Guideline & Policy for Project Report
The idea is that this project report should be a manageable amount of work, but that if you want to turn your project into a research paper, everything in the project report will need to be done anyways.
If you feel that your project won’t fit into the criteria, please talk to me.
There are many ways to make contributions to a field!
Novelty (20%)
Novelty is graded based on a sliding scale and is of course somewhat subjective, but here are a few grading guidelines.
- [~B] A literature review with no new content.
- [~A] A novel combination of existing methods, empirical evidence to support it works well, and explanation of why it works.
- [~A] Applying existing method to a new dataset or problem domain and demonstrate convincing empirical results.
- [~A+] Propose a new problem that is both interesting (or impactful) and challenging (or non-trivial).
- [~A+] Analyzing new properties of existing methods.
- [~A+] Novel methods with evidence-supported motivation - not just making a random tweak for no reason. For full marks, you need to check if the reason you said it should work better is actually the reason why it worked better.
- [~A+] Rigorous theoretical analysis of existing phenomena.
Length (5%)
It should be 6 to 8 pages, not including appendices or bibliography.
Don’t be afraid to keep the text short and to the point, and to include large illustrative figures.
Code & Appendix (15%)
You should submit the compressed file (e.g., in zip format) of PDF and code unless you are doing a pure theoretic research project.
If that is the case, you should make sure you submit the appendix that include all the proof.
You can include as many proofs, extra details, experiments, etc. as you want in the appendices.
Abstract (5%)
It should summarize the main idea of the project and its contributions.
Introduction (5%)
It should clearly state the problem being addressed and why it is important.
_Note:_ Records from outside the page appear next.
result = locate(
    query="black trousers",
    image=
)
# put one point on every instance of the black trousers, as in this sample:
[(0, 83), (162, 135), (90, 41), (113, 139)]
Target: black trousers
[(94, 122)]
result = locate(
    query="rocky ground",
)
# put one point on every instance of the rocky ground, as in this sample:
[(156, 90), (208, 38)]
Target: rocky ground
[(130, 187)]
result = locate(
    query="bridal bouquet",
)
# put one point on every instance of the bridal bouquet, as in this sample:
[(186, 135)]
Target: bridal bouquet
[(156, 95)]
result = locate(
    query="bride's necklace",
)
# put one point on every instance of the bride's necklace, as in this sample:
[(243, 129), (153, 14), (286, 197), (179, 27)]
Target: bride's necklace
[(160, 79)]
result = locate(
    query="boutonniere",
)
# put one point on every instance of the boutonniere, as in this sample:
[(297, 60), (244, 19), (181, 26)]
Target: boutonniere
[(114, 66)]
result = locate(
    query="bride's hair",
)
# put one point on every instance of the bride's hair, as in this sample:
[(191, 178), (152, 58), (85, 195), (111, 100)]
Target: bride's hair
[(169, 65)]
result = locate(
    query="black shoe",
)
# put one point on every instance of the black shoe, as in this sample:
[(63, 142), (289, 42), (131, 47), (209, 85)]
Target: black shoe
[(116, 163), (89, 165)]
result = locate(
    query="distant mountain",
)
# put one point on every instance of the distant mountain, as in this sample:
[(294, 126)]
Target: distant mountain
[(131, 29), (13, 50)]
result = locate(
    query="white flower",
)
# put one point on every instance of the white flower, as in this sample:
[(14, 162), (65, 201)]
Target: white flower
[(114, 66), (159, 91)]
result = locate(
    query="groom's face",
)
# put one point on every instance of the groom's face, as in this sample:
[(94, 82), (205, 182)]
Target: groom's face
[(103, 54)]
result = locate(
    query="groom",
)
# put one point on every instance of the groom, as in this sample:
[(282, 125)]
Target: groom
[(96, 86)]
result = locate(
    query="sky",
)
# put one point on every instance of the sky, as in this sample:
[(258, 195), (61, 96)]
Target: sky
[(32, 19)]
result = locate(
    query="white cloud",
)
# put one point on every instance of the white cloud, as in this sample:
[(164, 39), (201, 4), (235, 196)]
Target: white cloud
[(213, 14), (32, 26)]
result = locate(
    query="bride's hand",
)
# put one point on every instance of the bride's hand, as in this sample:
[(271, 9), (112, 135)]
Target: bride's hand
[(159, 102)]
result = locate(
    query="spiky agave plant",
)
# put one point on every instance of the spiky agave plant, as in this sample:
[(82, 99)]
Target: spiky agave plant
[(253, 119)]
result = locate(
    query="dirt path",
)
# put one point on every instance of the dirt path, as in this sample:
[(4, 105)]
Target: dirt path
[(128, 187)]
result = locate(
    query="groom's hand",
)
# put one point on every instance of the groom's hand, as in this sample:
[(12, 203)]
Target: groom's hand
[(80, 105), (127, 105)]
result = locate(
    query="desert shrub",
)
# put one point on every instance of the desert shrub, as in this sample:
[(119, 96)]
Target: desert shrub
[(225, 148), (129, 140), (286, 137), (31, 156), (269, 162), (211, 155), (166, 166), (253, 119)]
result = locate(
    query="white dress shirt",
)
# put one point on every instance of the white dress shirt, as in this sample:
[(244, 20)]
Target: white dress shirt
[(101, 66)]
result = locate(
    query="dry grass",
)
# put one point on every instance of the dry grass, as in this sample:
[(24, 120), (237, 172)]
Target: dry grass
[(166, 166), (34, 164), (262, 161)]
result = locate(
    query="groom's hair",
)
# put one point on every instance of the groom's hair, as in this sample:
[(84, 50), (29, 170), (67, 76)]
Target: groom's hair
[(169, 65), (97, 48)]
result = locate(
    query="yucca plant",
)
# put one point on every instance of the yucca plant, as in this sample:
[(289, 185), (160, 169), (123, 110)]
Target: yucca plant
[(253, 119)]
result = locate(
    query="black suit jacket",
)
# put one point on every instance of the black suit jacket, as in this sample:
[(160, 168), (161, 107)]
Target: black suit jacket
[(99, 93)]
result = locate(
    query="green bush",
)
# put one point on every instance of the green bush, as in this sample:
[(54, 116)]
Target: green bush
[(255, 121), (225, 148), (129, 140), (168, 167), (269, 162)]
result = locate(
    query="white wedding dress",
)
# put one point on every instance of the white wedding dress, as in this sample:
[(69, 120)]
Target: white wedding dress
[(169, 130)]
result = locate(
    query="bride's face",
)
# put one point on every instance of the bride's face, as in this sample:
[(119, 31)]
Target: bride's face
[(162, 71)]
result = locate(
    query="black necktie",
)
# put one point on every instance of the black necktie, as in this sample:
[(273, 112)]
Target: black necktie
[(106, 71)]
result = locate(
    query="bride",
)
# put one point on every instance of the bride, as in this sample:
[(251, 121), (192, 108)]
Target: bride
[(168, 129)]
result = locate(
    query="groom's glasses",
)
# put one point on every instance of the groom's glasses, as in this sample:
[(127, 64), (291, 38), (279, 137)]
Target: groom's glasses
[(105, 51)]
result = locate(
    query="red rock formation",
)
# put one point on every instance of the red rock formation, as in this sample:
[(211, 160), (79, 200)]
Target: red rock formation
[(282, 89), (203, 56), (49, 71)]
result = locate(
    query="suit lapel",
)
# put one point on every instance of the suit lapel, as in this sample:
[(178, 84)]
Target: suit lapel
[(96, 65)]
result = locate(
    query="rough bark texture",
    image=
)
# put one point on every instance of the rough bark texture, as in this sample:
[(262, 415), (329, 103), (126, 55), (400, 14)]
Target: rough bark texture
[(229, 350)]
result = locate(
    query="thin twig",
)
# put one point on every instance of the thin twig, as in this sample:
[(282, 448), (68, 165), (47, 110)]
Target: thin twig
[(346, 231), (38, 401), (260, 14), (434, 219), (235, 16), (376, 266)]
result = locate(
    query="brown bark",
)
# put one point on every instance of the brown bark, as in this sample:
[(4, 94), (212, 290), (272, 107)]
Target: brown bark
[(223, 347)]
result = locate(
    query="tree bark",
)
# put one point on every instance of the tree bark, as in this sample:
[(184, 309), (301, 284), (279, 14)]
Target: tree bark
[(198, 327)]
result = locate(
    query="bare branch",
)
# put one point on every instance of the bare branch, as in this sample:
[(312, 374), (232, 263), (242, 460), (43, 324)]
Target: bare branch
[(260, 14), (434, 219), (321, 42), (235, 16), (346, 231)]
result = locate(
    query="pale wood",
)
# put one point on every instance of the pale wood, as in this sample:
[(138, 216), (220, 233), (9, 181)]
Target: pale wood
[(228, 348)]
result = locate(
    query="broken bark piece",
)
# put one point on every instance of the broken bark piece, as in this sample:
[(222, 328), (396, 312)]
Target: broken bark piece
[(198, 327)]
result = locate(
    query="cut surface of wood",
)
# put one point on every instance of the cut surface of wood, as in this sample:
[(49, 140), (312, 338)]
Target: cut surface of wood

It should clearly distinguish what your proposed contribution from previous literature.
Model/Method (20%)
The idea is to make your paper more accessible, especially to readers who are starting by skimming your paper.
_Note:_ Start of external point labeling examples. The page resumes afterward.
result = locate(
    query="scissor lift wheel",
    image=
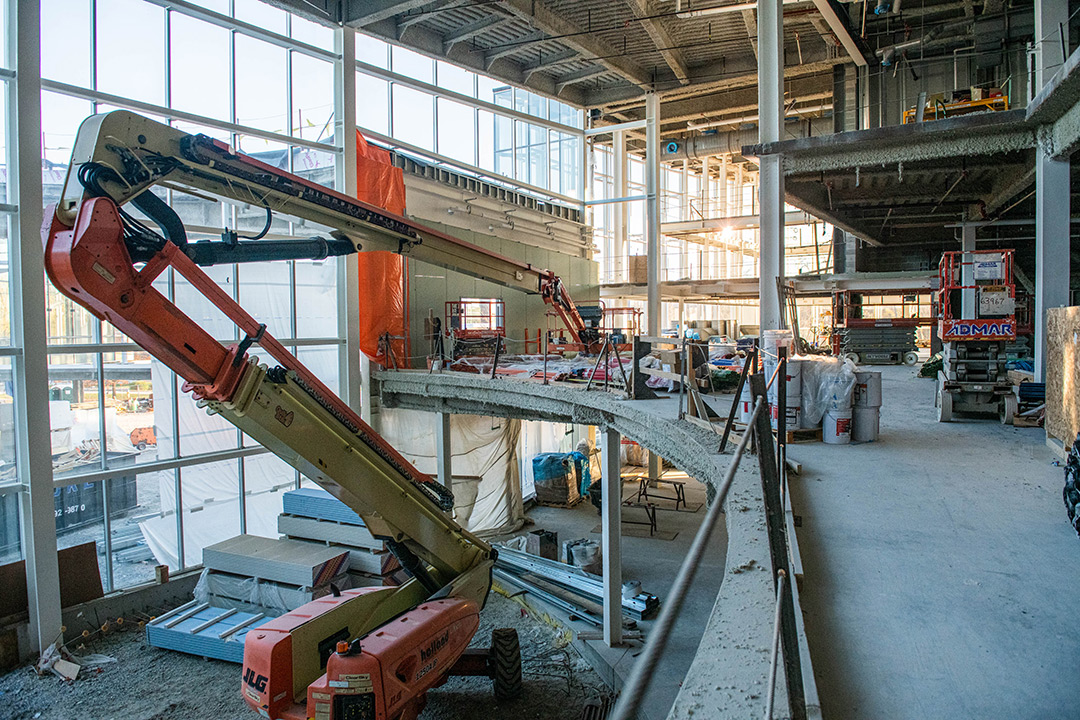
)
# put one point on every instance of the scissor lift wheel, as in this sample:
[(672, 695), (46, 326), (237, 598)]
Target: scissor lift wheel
[(944, 405), (505, 663)]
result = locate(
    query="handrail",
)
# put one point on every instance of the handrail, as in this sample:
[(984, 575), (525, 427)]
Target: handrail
[(781, 575), (639, 678)]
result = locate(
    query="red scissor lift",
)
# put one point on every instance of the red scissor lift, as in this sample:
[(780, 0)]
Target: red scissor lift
[(973, 376), (475, 326)]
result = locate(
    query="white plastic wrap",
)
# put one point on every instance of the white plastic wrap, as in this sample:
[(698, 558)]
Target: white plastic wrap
[(827, 383)]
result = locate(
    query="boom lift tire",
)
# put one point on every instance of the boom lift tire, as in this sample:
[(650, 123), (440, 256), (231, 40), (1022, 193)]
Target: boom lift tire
[(1009, 407), (505, 663), (944, 406)]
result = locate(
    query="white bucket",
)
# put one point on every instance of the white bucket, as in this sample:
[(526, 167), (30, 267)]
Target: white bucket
[(865, 424), (771, 340), (836, 426), (794, 393), (792, 417), (867, 389)]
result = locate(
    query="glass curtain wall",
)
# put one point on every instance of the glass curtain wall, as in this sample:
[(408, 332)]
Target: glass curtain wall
[(469, 121), (138, 469)]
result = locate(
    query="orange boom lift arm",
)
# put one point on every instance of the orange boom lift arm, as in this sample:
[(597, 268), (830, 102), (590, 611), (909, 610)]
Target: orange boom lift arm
[(364, 653)]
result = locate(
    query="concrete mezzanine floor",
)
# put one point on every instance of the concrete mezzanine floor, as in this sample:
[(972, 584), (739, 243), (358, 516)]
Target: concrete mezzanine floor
[(655, 562), (940, 573)]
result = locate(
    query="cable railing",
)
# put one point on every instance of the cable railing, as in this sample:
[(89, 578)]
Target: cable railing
[(784, 638)]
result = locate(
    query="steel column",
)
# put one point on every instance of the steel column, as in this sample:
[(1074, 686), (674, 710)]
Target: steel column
[(1051, 188), (652, 209), (34, 459), (444, 459), (968, 272), (610, 534), (770, 72), (621, 209), (351, 383)]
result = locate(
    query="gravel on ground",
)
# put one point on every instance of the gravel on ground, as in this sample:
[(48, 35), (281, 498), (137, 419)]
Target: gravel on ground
[(148, 683)]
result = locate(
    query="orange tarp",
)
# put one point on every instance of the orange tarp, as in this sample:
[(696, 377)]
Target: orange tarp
[(381, 274)]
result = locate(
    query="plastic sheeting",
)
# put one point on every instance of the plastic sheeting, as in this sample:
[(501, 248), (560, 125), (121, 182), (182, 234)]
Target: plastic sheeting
[(827, 384), (487, 490), (381, 274)]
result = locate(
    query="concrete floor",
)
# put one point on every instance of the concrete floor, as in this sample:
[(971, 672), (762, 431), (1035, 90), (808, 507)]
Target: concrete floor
[(941, 575), (655, 562)]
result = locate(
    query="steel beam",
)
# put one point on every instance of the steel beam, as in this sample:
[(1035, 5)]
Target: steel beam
[(1052, 179)]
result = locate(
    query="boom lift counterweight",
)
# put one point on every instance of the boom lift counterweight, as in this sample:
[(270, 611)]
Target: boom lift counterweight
[(360, 654)]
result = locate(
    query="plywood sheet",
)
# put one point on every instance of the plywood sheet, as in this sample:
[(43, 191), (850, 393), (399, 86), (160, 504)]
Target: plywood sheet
[(1063, 374), (292, 561)]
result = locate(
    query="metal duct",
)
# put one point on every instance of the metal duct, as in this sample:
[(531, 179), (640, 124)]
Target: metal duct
[(719, 144)]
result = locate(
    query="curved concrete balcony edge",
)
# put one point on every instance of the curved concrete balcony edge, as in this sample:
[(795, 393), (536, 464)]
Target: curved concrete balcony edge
[(729, 673)]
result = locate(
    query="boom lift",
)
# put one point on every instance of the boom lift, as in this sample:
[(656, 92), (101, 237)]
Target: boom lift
[(363, 653)]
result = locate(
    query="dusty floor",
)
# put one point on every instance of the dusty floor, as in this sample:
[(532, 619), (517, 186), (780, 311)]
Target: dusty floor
[(941, 573), (147, 683)]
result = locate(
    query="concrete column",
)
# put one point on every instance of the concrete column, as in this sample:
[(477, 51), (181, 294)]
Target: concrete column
[(770, 73), (652, 209), (610, 535), (1051, 188), (444, 459), (353, 390), (724, 191), (968, 272), (30, 367), (706, 194), (621, 209)]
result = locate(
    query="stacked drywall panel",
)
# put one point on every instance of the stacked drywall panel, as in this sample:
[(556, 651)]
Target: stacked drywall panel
[(291, 561), (198, 628), (1063, 375)]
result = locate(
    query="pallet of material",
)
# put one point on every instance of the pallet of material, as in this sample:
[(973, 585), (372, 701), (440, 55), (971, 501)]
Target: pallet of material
[(197, 628), (224, 589), (289, 561), (320, 504), (327, 531)]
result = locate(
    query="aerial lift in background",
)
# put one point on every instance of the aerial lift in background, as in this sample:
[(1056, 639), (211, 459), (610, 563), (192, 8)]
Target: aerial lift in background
[(363, 653), (976, 304)]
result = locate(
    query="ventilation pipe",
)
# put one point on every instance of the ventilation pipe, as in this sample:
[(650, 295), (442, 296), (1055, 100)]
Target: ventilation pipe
[(720, 10), (733, 141)]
Here are a few important tips:
- It is very important to include a figure to illustrate the main computation graph of the model.
A nice figure would get you some bonus.
You must create a new figure, not just use someone else’s, even with attribution!
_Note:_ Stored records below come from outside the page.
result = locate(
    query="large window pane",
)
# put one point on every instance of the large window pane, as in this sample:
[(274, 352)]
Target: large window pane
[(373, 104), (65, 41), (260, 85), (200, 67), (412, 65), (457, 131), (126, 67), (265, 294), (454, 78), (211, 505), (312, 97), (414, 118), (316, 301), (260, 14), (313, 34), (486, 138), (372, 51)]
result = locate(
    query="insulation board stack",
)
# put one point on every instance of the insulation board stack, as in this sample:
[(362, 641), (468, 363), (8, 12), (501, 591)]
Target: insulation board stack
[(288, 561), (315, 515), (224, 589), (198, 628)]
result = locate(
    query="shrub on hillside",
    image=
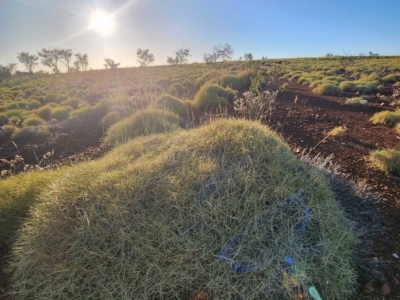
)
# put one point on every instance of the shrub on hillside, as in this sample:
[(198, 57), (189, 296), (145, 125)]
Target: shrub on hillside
[(44, 112), (172, 91), (180, 89), (75, 103), (93, 97), (110, 119), (3, 119), (357, 101), (91, 116), (61, 113), (347, 86), (31, 134), (388, 118), (327, 89), (239, 82), (49, 98), (144, 122), (9, 129), (391, 78), (61, 98), (18, 105), (34, 104), (212, 96), (387, 160), (33, 120), (173, 104)]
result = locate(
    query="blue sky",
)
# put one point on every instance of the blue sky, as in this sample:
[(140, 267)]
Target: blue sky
[(271, 28)]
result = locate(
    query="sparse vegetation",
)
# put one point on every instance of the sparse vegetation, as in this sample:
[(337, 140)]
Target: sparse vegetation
[(212, 96), (387, 160), (338, 131), (172, 104), (357, 101), (144, 122), (388, 118), (327, 89)]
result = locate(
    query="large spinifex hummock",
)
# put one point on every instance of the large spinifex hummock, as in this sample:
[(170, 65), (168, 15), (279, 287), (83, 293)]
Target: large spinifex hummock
[(148, 219)]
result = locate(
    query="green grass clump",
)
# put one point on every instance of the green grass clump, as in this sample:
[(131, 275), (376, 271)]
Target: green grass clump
[(387, 160), (34, 104), (173, 104), (327, 89), (17, 194), (9, 129), (144, 122), (3, 119), (61, 98), (239, 82), (31, 133), (212, 96), (347, 86), (146, 221), (180, 89), (33, 120), (18, 105), (75, 103), (61, 113), (388, 118), (338, 131), (110, 119), (45, 111), (49, 98), (391, 78), (357, 101)]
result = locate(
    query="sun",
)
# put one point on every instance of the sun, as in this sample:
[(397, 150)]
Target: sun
[(101, 22)]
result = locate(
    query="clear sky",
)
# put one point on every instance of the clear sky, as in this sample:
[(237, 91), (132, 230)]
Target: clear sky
[(271, 28)]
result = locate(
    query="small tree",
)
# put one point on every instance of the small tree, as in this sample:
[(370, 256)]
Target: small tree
[(180, 57), (82, 60), (219, 52), (50, 58), (144, 57), (30, 61), (248, 56), (110, 63), (65, 57)]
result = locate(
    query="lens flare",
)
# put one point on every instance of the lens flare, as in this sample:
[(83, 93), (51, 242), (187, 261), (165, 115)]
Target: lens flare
[(101, 22)]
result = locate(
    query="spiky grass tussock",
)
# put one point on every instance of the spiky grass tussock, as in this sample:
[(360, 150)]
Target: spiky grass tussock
[(144, 122), (388, 118), (327, 89), (212, 96), (387, 160), (338, 131), (357, 101), (359, 203), (171, 103), (147, 220), (17, 194)]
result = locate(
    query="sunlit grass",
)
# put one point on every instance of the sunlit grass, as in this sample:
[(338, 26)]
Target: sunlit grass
[(147, 220)]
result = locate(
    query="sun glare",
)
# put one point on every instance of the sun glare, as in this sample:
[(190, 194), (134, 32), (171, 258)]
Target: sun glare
[(101, 22)]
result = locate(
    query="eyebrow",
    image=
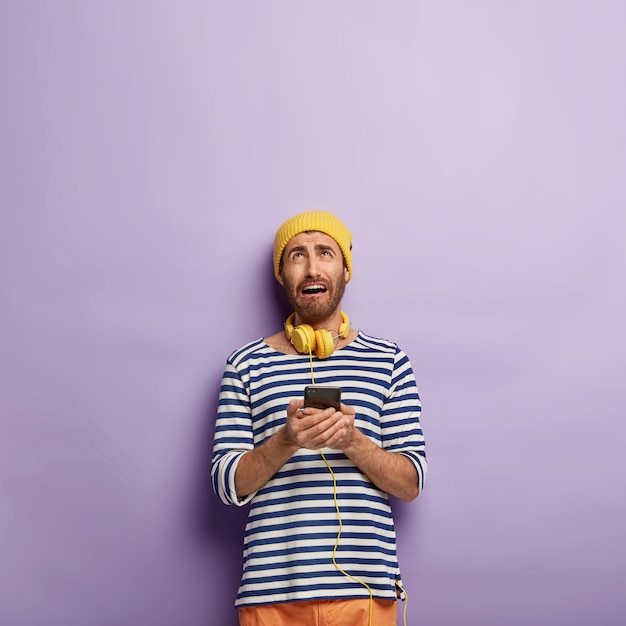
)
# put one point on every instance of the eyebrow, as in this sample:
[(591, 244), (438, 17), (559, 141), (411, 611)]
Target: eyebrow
[(319, 247)]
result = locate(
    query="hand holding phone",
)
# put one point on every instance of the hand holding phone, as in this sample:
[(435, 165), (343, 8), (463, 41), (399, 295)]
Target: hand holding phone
[(321, 396)]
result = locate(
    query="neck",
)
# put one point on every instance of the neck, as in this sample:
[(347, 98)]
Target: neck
[(332, 322)]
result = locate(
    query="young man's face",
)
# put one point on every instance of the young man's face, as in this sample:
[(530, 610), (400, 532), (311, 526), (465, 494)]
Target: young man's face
[(314, 276)]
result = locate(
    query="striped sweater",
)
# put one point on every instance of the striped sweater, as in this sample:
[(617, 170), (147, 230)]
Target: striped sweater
[(292, 524)]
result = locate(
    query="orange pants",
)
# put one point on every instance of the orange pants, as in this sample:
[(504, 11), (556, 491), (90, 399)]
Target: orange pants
[(320, 613)]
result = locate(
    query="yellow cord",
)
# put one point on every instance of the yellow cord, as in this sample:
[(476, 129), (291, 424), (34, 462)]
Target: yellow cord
[(330, 469), (339, 569)]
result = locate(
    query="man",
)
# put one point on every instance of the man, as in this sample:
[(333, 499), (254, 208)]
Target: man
[(320, 543)]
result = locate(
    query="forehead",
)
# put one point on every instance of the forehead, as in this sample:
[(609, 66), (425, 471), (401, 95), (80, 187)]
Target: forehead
[(312, 238)]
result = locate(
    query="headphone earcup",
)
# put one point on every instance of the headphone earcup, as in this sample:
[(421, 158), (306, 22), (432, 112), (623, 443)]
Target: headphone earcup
[(324, 344), (344, 329), (303, 338)]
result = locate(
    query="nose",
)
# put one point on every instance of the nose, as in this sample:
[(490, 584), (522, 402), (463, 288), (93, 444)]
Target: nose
[(312, 268)]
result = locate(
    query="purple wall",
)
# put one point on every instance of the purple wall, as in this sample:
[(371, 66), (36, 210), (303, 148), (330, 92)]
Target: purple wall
[(149, 151)]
- Equations are very helpful if you use notations rigorously and concisely.
- Algorithm box is also very useful when your proposed method is hard to parse from pure texts.
- Formal description of the models, loss functions, conjectures, problem domains, theorems, propositions, etc.
- Highlight how your model is different from other approaches via, e.g., using figures or tables.
Experiments (20%)
It should contain one or more from the following list:
- A comparison of your model/method with other baselines on at least one real-world datasets.
- An ablation study on specific design choices.
- An experiment on synthetic datasets demonstrating a property that your model has that a baseline model does not.
- Detailed descriptions of datasets (e.g., how they are collected, key statistics, and properties), evaluation metrics, how you trained your model, and any tricks you used to get it to work.
- Quantitative and or qualitative analysis of experimental results.
- If doing a review, include a table comparing the properties of the different approaches.
Conclusion & Future Work (5%)
It should consist of the main takeaways of your research project.
It should also include a discussion on the limitations and potential future directions to improve.